It's no surprise, then, that the IMF's warning that Europe's banks are exposed to about €300bn of potential losses on sovereign debt triggered more panic last week. In the US the money market funds have been nervous of lending to Europe for weeks, and have been refusing to lend US dollars because of fears the banks could be insolvent if Greece goes down.

This is dangerous as the US money funds are one of the biggest sources of wholesale funding to the European banking system. Liquidity is likely to worsen over the next few months as there are record quantities of term funding coming up to maturity. The Bank for International Settlements says there is a funding gap of about £2.6 trn between what European banks need to borrow in dollars to pay for investments, and lending in the greenback.

Christine Lagarde, the IMF boss, was spot on when she caused such a stir a few weeks ago warning that Europe's banks need recapitalising. But the worry now is that no one knows for sure which are most at risk, and whether it isn't too late. If banks, particularly the nine smaller ones which fell short on stress tests earlier in the summer, cannot raise capital in the credit markets – there hasn't been a new bank bond issue for two months – then governments or taxpayers are the final back-stop.

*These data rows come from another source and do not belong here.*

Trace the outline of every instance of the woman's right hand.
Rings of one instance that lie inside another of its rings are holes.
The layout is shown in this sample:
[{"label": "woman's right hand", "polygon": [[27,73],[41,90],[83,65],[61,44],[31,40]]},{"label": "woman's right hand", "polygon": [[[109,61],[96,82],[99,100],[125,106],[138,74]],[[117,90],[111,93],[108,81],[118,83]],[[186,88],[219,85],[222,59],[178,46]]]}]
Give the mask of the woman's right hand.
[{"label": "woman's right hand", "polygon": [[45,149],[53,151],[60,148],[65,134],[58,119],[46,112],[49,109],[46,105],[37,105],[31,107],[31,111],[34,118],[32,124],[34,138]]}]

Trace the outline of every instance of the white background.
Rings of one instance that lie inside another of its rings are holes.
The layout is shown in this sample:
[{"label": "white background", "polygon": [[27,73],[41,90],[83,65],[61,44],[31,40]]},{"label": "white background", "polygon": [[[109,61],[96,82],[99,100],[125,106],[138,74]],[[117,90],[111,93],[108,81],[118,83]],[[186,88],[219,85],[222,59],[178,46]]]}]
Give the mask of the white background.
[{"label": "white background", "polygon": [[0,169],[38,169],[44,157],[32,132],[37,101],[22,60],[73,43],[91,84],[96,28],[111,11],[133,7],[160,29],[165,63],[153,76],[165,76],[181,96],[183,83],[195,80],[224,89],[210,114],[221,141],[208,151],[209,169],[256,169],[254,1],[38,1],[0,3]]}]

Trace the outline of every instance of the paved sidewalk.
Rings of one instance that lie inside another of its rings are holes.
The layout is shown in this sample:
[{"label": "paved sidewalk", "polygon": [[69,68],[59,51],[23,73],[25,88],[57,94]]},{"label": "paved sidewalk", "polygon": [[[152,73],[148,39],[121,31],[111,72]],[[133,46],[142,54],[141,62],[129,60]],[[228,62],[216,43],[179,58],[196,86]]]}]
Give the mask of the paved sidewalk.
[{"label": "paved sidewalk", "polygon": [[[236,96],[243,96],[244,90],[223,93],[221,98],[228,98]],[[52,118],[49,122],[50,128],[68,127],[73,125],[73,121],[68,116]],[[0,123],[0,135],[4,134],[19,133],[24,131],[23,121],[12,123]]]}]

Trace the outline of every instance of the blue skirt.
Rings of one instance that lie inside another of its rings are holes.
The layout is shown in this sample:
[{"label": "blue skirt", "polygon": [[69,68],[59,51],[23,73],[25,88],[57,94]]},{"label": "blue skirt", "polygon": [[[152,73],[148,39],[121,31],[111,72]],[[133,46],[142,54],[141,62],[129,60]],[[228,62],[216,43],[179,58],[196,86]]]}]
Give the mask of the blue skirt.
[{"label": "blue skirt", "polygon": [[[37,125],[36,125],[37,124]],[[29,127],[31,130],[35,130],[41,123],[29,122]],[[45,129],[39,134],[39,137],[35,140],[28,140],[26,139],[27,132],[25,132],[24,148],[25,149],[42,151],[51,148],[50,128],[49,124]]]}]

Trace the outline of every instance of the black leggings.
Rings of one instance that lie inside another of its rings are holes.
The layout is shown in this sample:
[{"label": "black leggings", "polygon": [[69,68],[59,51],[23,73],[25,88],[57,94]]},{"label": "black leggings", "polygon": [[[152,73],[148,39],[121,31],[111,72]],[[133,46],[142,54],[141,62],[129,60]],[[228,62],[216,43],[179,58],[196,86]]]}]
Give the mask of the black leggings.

So, are BNP and SocGen in denial, or are investors barking up the wrong tree? The bankers I talk to say recapitalising the French banks won't save the world but it could provide just the sort of action needed now. The jazz-playing Pébereau isn't the sort of banker who would knowingly deceive, but, if he's right, the markets aren't listening.

In Paris, the diplomatic chatter is that the French banks are being picked on by the Americans – quite why is not clear. BNP's shares have fallen more than 50 per cent since July over fears that it will be hit hardest by a Greek default. As G20 head, President Sarkozy is being called on to lead the way. More important is action; it's time for Sarkozy and his bankers to swallow their pride and admit to la recapitalisation – without too much snarling.